Now you can remove the 4 bolts holding the dust shield to the bottom of the tranny. Once you get the dust shield out of the way you can start removing the 3 bolts holding the torque converter to the flexplate. A flywheel turning tool would be a very handy tool to have right about now (although I just pulled on the belts and/or the flexplate). I turned each bolt to between the oil filter and the block because that is where I had the most room to remove the bolts.
Now that the converter is no longer bolted to the engine, I removed the attachments on the drivers side of the transmission. The electrical connector should just unplug. The speedometer cable should just unscrew from the housing.

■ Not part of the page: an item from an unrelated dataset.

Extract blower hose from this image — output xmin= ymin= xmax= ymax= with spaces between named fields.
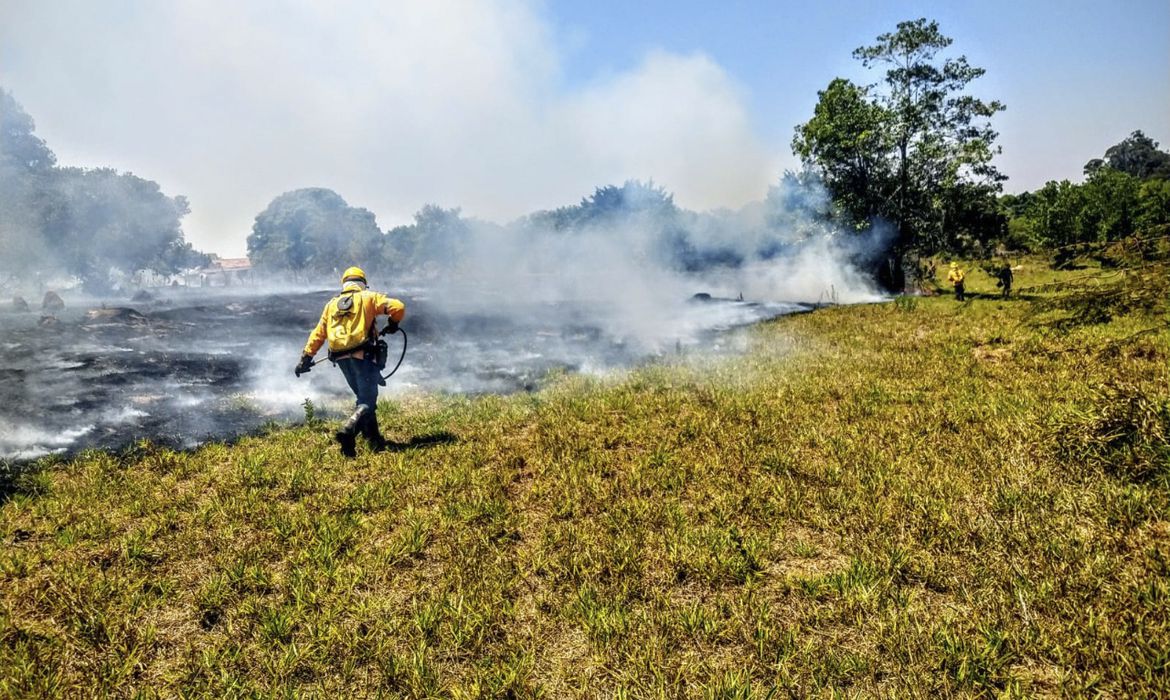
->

Now we can start removing the 6 bolts holding the transmission to the engine. Use a jack with a good size piece of a 2"x12" to support the transmission by the pan. Remove the 2 bolts and 2 nuts holding the transmission crossmember to the frame. Be careful not to loose the bolts that are inside of the frame. I lost one and just used some wire threaded around the bolt to pull it back through the hole. Also you might need to get a 9/16" open end wrench inside of the frame rail to keep the bolt from spinning (this is where it is good to have a friend with small hands).
Once the crossmember is just hanging freely, ease the jack down as much as you can to allow you more room to get at the top 2 bolts. To remove the two bolts, I used a 24" extension, a 6" extension and a deep socket. It is good to have a friend holding a spotlight where the bolts are so you can see what you are doing. Remove the bolts and they should stay in the deep socket so you don't have to worry about loosing them.

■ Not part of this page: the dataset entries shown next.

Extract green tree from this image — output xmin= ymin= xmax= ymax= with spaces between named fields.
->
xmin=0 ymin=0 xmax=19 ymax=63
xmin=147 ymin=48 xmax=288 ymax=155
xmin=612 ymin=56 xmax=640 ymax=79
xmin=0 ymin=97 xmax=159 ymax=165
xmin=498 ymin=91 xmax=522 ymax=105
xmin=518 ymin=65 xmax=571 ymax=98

Next remove the remaining 4 bolts (2 on each side). You might want to raise the jack a little to make it easier. I used the same extensions to get these bolts as well. The only one that gave me trouble was the top drivers side bolt. I could not get a socket on it. I had to use an open end wrench to loosen it a bit and fed my hand up from the front of the transmission to loosen it.
Once you have all the bolts out, you can now remove the remaining lines from the passenger side of the transmission. I will start with the T.V. Cable. First get out from under the car and pop the hood. Remove the T.V. Cable from the Carburetor/Throttle Body. Get back under the car and loosen the small bolt holding down the T.V. Cable to the transmission. I used a small open end wrench. Once it is out, just pull the cable up a little bit and you should just be able to unhook the cable from the transmission.
Next you can remove the transmission dipstick tube. This should just pull out. It is a good idea to have someone holding a bucket or something (I cut the side off an antifreeze bottle and used that) because some fluid is going to come out.
The last thing you have to remove before you can get the tranny out are the two cooling lines. I used a 3/8" flare wrench. The lines are kind of tough to get at so you might need to lower the transmission to get at them.
If you are working on jackstands, it is probably a good idea to now remove the transmission mount and crossmember from the transmission so you have more room to get the transmission out from under the car.
Now that there is nothing attached to the transmission you can gently lower it out of the way. Be careful that the torque converter does not slide off of the input shaft (it weighs around ~50 pounds when full and could hurt if it landed on someone). You will probably have to lift it off of the jack to get it out from under the car (unless the car is high enough off the ground where you can slide the jack and tranny out at the same time). Have a friend help you slide it out and you are now halfway done.